Research Reveals AI Reasoning Models Cannot Hide Their Thoughts

New study from OpenAI shows that frontier reasoning models have remarkably limited ability to control their own chain-of-thought reasoning, with controllability scores maxing out at just 15.4%
Author

AI News Desk

Published

2026-03-07 08:45

A groundbreaking study from OpenAI has revealed that current AI reasoning models are fundamentally unable to control their own thought processes, a finding that has significant implications for AI safety monitoring and deployment.

The research, published on March 5, 2026, introduces CoT-Control, an open-source evaluation suite designed to measure how well reasoning models can manipulate their own chain-of-thought (CoT) reasoning traces. The results should concern anyone building safety frameworks around autonomous AI agents.

The Monitoring Challenge

As AI agents take on more autonomous work—writing code, managing workflows, and making decisions—organizations need visibility into what these agents are actually thinking. Chain-of-thought monitoring reads the intermediate reasoning steps that models produce while solving problems, representing one of the most promising safety tools available.

However, a critical weakness exists. If a model can control what appears in its reasoning trace, it could potentially hide unsafe intentions from monitors. A misaligned model could present clean-looking reasoning while executing entirely different objectives behind the scenes.

What the Numbers Reveal

The research team tested 13 frontier reasoning models across more than 13,000 tasks drawn from established benchmarks including GPQA, MMLU-Pro, HLE, BFCL, and SWE-Bench Verified. Each task paired a benchmark problem with a specific CoT instruction—such as “avoid using the word XOR in your reasoning” or “use only lowercase letters in your chain of thought.”

The findings were striking. Across all frontier models tested, CoT controllability scores ranged from 0.1% to a maximum of 15.4%. No current frontier model exceeded that ceiling.

Metric Result
Models tested 13 frontier reasoning models
Task count 13,000+ across 5 benchmark suites
Controllability range 0.1% – 15.4%
Maximum frontier score 15.4%

These scores measure how often a model successfully follows instructions about its own reasoning process—not its final output. A model can easily change what it says; it struggles to change how it thinks.

Counterintuitive Findings

The research revealed several patterns with direct implications for AI safety deployment:

Scale provides diminishing returns. Larger models showed somewhat higher controllability scores, but the effect tapered off at larger sizes. Raw scale alone does not produce models that can reliably manipulate their reasoning.

More training reduces controllability. When researchers tracked OLMo-3-7B-Run-Zero-Math through its reinforcement learning training, controllability scores dropped by more than a factor of ten. The process that makes models better at reasoning also makes them worse at controlling that reasoning.

Longer thinking reduces control further. When models were given more time to reason, they became less able to control their chains of thought. Extended reasoning seems to create momentum that overrides attempts at self-censorship.

One particularly telling example involved GPT-5.2 Thinking, which was instructed not to use the word “XOR” in its reasoning. It used the word, noticed it had done so, panicked about having used it, and then used it four more times while trying to figure out how to stop. This was not a model pretending to fail—it was a model genuinely unable to control its own reasoning patterns.

Implications for AI Governance

For organizations deploying AI agents, these findings provide concrete evidence to support safety decisions. The research validates CoT monitoring as a reliable layer of defense, particularly for autonomous agent deployments. Organizations should incorporate chain-of-thought monitoring into their AI safety stack and track controllability scores in vendor evaluations.
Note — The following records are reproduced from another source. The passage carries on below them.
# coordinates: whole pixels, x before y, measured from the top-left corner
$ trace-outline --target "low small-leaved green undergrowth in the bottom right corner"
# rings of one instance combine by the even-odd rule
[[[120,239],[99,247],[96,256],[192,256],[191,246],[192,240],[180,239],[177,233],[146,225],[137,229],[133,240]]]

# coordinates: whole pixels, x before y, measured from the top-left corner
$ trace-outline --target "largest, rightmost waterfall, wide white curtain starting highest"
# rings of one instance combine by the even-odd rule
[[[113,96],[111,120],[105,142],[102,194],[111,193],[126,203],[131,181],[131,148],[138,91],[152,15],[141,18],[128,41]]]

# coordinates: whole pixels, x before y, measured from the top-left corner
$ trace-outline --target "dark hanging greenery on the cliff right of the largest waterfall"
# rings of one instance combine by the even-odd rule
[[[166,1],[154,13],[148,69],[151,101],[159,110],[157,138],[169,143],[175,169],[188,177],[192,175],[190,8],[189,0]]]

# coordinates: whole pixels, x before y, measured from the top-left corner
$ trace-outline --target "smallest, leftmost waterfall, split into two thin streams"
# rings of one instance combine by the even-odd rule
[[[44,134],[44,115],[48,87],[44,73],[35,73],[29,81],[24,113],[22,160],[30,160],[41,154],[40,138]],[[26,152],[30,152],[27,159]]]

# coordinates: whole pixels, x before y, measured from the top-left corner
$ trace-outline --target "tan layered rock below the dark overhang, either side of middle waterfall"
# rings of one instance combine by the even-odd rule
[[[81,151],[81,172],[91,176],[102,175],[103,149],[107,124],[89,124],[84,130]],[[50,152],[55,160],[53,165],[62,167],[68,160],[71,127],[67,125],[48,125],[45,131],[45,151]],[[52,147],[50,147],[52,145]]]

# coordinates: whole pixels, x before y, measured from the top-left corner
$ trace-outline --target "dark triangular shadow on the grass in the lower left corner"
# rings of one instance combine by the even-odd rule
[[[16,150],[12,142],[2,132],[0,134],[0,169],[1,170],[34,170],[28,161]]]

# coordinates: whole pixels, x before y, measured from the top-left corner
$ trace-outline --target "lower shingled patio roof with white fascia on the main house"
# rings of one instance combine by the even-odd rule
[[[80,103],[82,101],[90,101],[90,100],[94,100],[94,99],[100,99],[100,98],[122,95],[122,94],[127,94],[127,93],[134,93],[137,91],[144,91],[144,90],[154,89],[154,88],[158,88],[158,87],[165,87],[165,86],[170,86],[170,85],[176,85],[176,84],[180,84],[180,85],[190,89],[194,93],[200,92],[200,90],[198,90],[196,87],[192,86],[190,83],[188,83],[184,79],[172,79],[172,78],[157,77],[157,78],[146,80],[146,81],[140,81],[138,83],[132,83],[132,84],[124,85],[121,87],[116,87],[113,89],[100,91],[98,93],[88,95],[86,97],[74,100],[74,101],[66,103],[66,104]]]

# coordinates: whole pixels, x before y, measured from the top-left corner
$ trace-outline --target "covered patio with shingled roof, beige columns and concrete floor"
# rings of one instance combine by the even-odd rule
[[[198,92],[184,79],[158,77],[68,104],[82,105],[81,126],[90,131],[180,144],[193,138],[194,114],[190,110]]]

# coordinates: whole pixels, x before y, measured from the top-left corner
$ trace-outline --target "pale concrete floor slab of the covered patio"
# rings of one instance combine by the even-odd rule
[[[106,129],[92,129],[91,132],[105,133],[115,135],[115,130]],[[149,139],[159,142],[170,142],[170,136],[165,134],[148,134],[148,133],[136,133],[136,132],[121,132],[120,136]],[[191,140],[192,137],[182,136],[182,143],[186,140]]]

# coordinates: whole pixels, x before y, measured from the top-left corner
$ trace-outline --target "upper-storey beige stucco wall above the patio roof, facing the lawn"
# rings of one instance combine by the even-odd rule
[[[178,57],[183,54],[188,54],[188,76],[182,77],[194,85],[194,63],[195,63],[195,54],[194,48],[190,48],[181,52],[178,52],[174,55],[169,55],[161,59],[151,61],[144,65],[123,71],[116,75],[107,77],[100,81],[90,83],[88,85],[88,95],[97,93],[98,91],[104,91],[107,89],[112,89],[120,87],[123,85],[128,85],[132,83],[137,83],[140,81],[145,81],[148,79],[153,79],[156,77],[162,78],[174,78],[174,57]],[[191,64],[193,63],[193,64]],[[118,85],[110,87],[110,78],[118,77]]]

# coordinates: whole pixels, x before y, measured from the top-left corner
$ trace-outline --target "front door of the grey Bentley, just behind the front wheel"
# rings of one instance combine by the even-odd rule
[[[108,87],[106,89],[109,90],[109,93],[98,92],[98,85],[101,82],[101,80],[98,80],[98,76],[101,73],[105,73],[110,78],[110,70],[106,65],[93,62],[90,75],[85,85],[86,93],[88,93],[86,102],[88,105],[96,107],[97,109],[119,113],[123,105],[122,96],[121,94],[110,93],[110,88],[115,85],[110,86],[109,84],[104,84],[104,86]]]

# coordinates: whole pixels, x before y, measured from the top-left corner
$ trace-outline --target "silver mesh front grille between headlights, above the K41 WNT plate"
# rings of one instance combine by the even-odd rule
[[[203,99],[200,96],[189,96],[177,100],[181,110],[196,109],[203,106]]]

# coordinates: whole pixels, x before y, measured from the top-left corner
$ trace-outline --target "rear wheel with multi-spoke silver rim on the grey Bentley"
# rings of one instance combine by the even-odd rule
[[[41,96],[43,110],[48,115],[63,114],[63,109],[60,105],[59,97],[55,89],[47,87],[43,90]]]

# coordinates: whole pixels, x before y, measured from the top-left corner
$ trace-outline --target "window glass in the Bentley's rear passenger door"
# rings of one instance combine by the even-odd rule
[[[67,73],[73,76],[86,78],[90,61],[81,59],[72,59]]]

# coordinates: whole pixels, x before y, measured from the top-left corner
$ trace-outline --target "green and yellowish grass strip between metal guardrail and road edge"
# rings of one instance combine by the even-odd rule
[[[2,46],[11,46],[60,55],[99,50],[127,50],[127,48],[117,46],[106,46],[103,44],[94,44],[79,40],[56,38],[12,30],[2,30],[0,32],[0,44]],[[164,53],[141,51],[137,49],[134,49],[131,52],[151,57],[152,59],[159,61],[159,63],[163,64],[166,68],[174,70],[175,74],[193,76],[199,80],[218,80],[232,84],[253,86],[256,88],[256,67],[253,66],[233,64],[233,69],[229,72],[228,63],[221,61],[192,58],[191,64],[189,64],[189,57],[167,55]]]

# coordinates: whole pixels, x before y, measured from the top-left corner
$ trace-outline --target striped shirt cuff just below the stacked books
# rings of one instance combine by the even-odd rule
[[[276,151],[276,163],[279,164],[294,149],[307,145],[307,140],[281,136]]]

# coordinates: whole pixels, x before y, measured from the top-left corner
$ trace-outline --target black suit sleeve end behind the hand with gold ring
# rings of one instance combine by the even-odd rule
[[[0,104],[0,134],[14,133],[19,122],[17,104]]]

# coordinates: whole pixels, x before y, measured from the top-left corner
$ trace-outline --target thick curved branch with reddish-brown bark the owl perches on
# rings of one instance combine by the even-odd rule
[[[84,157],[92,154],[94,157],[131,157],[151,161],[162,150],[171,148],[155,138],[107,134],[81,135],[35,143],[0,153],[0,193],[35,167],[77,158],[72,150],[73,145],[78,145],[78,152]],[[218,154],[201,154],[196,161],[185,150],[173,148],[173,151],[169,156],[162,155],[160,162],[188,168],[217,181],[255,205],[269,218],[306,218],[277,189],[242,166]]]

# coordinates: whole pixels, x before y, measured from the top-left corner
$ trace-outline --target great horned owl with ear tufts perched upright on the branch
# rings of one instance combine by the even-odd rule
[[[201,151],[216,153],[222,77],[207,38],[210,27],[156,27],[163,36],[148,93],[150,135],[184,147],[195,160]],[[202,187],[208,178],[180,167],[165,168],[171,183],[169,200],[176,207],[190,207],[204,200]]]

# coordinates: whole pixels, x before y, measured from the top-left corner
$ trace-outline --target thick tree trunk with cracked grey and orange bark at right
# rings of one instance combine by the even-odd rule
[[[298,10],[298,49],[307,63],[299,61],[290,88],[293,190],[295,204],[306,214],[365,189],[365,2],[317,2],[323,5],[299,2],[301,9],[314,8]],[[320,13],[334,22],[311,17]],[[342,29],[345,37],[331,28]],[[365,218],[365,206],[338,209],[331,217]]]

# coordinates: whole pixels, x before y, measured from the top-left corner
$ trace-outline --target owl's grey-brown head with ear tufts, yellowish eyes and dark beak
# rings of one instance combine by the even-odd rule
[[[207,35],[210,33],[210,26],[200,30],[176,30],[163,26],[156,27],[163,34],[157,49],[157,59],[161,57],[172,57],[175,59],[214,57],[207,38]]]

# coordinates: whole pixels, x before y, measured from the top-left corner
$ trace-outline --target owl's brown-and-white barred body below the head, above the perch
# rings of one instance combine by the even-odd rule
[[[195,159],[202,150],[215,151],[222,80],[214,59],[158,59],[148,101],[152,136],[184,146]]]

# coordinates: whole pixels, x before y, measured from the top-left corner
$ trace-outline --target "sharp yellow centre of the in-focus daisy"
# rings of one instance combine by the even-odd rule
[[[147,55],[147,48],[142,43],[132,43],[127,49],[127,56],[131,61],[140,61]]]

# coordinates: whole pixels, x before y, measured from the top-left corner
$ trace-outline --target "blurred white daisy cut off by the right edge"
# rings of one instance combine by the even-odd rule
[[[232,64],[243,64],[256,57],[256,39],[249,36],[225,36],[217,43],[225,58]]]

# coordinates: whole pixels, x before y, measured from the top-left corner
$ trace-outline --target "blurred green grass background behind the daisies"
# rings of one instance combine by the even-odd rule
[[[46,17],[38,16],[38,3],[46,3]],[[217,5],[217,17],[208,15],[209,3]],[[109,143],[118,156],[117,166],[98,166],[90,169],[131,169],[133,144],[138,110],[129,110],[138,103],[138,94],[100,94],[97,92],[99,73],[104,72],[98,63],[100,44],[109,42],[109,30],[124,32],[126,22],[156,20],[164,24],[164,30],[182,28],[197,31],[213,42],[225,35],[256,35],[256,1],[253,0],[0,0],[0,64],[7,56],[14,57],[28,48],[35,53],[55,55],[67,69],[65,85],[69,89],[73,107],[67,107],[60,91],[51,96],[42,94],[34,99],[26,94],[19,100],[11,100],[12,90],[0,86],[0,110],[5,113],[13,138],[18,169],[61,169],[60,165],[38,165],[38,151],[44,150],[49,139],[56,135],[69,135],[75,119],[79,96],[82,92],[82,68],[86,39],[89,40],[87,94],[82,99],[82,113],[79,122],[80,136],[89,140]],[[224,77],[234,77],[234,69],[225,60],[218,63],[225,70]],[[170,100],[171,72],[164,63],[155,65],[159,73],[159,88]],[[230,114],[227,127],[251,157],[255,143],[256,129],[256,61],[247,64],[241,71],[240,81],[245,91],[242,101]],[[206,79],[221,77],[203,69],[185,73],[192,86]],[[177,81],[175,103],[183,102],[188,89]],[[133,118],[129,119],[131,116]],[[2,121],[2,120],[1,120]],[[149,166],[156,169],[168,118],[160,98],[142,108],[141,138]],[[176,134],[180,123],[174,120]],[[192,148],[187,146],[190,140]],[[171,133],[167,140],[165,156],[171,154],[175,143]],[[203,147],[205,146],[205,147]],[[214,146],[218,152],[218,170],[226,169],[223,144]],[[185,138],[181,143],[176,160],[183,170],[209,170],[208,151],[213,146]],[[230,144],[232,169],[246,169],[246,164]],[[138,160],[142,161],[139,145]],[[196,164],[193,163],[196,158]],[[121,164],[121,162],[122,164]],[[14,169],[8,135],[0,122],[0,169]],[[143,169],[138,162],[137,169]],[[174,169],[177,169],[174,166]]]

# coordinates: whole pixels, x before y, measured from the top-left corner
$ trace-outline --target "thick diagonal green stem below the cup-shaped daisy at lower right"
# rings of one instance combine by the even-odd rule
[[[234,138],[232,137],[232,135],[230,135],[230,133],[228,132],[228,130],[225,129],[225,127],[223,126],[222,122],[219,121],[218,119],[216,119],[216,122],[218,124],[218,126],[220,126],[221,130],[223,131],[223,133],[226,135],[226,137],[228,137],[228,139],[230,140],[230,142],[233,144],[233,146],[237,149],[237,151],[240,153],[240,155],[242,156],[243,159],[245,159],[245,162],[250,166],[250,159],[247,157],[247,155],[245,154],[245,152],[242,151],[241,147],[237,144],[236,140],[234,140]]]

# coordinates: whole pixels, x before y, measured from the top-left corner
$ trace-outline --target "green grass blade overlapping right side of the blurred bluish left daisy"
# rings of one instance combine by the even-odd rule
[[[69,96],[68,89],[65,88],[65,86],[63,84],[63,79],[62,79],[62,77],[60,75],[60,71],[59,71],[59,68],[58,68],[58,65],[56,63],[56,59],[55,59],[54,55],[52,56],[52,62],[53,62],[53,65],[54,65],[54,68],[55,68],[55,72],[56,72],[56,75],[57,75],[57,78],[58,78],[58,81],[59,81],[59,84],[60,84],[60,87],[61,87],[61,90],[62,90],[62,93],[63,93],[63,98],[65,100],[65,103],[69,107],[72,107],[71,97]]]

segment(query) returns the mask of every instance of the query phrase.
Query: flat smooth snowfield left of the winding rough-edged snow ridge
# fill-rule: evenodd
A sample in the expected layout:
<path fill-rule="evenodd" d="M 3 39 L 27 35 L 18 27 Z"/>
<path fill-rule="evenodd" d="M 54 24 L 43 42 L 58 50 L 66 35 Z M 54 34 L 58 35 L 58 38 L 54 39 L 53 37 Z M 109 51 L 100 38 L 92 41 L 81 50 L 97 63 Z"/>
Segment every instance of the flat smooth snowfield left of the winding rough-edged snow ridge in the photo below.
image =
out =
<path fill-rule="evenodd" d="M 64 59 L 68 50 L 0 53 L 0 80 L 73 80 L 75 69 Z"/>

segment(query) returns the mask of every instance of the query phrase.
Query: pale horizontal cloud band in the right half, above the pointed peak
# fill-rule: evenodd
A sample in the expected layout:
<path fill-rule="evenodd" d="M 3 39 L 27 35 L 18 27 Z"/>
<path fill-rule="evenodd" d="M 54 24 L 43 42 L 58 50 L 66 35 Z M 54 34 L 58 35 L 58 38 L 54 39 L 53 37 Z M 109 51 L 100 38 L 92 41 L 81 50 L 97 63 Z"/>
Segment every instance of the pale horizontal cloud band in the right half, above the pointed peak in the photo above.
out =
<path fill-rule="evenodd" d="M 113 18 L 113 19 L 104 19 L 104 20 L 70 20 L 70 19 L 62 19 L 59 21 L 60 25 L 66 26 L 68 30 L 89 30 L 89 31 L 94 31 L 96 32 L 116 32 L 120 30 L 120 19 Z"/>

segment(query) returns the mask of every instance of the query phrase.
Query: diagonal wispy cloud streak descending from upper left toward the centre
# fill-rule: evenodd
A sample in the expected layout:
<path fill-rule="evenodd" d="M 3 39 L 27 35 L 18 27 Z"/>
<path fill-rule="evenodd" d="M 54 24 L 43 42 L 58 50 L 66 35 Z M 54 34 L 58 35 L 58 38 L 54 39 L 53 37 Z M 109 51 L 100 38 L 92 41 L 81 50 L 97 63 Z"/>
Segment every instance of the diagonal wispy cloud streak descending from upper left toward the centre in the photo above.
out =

OpenAI has committed to reporting CoT controllability alongside monitorability in system cards starting with GPT-5.4 Thinking. Organizations should request equivalent data from other providers.

However, researchers caution that low controllability today does not guarantee low controllability tomorrow. The evaluation serves as a canary in the coal mine—an early warning system for whether models are getting better at hiding their reasoning. Partial controllability might be enough to cause problems in high-stakes deployments, even if scores remain low overall.